ブルーアセットパートナーズ株式会社(B.A.P)は、東京都渋谷区に拠点を置き、関東圏の一都三県を中心とした一棟収益不動産の売買・仲介やコンサルティングを展開している企業です。物件の購入からリノベーション、賃貸管理、そして出口戦略(売却)までを一気通貫でサポートする体制を整えています。
本記事では、年間家賃収入2000万円(手取り)を運用する実務家(おおや)の視点から、ブルーアセットパートナーズの基本情報や事業の特徴を整理し、現在の不動産市況を踏まえた「一棟収益投資」の本質的なリスクと検討ポイントを客観的に解説します。
ブルーアセットパートナーズ株式会社の基本情報と特徴
ブルーアセットパートナーズ株式会社は、2011年に創業した不動産会社です。一棟収益不動産の専門企業として、価格帯3000万円〜5億円程度のアパートやマンションをメインに取り扱っています。
1. 「売却益(キャピタルゲイン)」を見据えた不動産投資の提案
同社は、代表自身が複数の物件を所有する現役の不動産投資家であり、「売却益を得られてこその不動産投資」という明確な方針を掲げています。
目先の利回りやキャッシュフローだけでなく、将来的な資産価値の維持・向上を見据えた物件選定を行い、リノベーション等によるバリューアップを含めた出口戦略を前提とした提案を行っている点が特徴です。
2. 専門家と連携した法人化・融資サポート
不動産投資の規模を拡大するにあたり、顧客の状況に応じた融資戦略や税務対策を重視しています。
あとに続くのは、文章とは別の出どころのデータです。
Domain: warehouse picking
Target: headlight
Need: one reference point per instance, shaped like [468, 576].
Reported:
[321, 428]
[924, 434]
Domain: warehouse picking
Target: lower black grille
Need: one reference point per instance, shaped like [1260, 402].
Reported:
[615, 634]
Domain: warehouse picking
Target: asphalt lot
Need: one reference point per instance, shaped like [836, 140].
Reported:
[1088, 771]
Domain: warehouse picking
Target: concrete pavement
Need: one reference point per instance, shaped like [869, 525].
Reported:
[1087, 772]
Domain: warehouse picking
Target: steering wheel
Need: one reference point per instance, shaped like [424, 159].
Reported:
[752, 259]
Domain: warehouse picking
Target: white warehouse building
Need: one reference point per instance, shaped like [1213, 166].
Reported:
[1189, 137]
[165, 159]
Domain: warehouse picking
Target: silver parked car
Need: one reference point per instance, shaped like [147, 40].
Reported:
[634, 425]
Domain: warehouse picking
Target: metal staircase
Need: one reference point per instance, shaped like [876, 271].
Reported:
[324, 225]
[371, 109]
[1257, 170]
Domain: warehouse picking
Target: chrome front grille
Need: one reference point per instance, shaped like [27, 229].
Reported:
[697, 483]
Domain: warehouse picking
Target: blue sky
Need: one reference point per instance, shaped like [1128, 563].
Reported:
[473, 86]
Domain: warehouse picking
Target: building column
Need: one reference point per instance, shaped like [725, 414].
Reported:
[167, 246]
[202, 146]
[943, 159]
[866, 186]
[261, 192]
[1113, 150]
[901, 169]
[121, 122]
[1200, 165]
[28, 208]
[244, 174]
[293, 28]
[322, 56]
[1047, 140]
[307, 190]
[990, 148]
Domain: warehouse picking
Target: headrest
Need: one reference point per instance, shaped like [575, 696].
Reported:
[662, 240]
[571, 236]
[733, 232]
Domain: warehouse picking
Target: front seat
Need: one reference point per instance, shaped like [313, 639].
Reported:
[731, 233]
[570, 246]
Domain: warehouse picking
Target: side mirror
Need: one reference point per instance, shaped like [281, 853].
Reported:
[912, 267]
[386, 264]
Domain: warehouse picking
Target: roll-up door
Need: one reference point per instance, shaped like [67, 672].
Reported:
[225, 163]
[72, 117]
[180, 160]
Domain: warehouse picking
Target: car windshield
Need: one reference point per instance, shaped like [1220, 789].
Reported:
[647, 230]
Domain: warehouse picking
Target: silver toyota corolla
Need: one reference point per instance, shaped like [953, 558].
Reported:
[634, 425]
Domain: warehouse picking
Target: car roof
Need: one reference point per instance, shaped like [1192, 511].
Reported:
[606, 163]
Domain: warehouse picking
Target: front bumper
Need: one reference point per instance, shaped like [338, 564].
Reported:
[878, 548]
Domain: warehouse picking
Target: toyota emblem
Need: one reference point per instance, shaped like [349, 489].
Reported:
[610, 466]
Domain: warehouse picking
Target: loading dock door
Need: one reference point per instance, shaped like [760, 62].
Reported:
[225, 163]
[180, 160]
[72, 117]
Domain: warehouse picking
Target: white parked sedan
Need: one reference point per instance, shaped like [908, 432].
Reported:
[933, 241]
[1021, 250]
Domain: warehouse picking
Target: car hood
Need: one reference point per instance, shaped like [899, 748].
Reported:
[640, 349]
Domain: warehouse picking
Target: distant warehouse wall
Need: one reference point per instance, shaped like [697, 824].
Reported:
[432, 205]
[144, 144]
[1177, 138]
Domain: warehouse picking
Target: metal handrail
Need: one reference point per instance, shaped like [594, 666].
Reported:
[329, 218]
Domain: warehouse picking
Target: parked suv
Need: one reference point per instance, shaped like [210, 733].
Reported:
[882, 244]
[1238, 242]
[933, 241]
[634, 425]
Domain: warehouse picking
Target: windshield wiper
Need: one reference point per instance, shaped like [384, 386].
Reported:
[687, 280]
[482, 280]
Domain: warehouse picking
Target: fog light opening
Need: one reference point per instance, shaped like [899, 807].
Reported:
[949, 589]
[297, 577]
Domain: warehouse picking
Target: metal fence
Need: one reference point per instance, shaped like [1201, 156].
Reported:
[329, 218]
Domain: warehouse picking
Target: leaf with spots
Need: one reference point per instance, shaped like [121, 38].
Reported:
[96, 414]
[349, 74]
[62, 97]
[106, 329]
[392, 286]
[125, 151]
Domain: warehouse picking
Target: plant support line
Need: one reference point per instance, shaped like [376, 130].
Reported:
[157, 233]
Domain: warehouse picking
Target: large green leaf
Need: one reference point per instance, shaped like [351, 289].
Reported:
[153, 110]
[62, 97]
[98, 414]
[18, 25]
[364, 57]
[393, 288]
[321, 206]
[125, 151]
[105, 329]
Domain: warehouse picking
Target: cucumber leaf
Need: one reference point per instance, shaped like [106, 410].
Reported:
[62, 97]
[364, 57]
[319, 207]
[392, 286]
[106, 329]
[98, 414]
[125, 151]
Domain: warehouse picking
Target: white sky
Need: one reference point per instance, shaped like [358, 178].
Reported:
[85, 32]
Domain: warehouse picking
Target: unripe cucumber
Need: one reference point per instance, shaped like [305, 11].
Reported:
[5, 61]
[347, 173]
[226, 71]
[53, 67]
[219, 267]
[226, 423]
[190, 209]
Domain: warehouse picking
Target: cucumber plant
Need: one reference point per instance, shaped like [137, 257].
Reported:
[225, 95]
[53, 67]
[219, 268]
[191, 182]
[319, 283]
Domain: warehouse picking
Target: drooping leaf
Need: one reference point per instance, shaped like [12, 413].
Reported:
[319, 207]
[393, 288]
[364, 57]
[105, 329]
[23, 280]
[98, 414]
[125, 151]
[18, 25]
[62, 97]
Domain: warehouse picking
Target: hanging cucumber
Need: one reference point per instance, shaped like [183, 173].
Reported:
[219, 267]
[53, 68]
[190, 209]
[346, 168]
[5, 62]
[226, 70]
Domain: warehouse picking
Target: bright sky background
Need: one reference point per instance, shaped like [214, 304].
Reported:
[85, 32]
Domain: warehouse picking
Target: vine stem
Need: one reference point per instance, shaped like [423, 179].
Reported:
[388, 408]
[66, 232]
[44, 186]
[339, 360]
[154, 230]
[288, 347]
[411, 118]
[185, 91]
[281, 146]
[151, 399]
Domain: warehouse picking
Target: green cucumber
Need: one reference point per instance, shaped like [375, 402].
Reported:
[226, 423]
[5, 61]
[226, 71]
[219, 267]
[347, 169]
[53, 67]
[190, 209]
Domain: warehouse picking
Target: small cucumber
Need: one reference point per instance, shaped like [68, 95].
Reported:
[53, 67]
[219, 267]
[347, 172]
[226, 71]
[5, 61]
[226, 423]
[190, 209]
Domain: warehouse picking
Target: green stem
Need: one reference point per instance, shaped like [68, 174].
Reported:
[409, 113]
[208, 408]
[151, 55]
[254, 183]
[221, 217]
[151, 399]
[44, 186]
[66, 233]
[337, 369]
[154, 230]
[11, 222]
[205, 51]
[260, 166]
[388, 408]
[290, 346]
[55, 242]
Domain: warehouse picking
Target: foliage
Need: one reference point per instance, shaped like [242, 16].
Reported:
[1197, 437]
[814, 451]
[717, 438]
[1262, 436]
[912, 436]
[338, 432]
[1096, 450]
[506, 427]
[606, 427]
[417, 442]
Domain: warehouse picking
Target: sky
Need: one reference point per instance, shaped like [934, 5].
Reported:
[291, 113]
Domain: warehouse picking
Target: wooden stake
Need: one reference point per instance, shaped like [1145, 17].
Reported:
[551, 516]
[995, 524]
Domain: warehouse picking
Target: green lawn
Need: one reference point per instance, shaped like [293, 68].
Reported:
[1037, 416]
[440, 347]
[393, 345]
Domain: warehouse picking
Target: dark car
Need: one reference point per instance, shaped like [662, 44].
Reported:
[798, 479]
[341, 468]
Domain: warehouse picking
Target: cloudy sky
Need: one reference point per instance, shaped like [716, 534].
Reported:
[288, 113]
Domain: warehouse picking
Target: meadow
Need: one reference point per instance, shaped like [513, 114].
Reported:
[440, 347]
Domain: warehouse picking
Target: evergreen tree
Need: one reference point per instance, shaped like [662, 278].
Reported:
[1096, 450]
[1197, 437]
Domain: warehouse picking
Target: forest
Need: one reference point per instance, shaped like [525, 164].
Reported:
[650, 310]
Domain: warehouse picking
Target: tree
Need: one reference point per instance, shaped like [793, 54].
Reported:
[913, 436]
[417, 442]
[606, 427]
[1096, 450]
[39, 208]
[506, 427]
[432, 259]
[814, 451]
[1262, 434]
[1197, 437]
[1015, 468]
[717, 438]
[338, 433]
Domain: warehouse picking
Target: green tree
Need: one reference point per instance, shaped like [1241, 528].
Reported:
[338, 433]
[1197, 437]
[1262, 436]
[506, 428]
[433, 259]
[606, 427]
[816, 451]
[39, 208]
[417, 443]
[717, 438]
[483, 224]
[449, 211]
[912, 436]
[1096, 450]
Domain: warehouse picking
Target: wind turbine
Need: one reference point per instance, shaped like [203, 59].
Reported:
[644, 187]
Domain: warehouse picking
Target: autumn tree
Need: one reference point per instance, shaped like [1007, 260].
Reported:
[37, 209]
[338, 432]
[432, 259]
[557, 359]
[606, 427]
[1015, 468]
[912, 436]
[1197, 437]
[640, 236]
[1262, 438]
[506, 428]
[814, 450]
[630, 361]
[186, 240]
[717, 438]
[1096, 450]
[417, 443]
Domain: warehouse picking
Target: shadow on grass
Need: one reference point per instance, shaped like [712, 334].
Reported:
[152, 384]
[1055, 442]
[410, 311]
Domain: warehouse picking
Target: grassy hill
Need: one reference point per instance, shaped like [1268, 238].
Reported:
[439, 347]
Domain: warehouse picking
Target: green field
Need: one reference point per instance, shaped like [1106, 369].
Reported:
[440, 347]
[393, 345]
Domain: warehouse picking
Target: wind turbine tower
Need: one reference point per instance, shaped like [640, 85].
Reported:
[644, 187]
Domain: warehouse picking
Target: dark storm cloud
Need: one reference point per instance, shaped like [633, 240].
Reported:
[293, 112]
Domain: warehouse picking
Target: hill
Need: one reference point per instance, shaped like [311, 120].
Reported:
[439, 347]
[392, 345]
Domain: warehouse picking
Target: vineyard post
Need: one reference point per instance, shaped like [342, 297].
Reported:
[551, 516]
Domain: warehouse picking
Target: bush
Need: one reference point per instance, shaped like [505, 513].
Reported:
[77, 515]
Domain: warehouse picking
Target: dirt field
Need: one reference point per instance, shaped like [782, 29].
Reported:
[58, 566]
必要に応じて税理士や司法書士といった専門家を交えて打ち合わせを行い、有利な条件での金融機関の選定や、資産管理法人の設立、税務面のシミュレーションなど、総合的な資産形成のサポートを提供しています。
3. 一気通貫の賃貸管理と売却サポート
物件の仲介だけでなく、購入後のプロパティマネジメント(賃貸管理)や、最終的な売却活動までを自社でサポートする体制を敷いています。地場業者とのネットワークを活用し、関東エリアにおける現実的な賃貸ニーズに基づいた運用を行っています。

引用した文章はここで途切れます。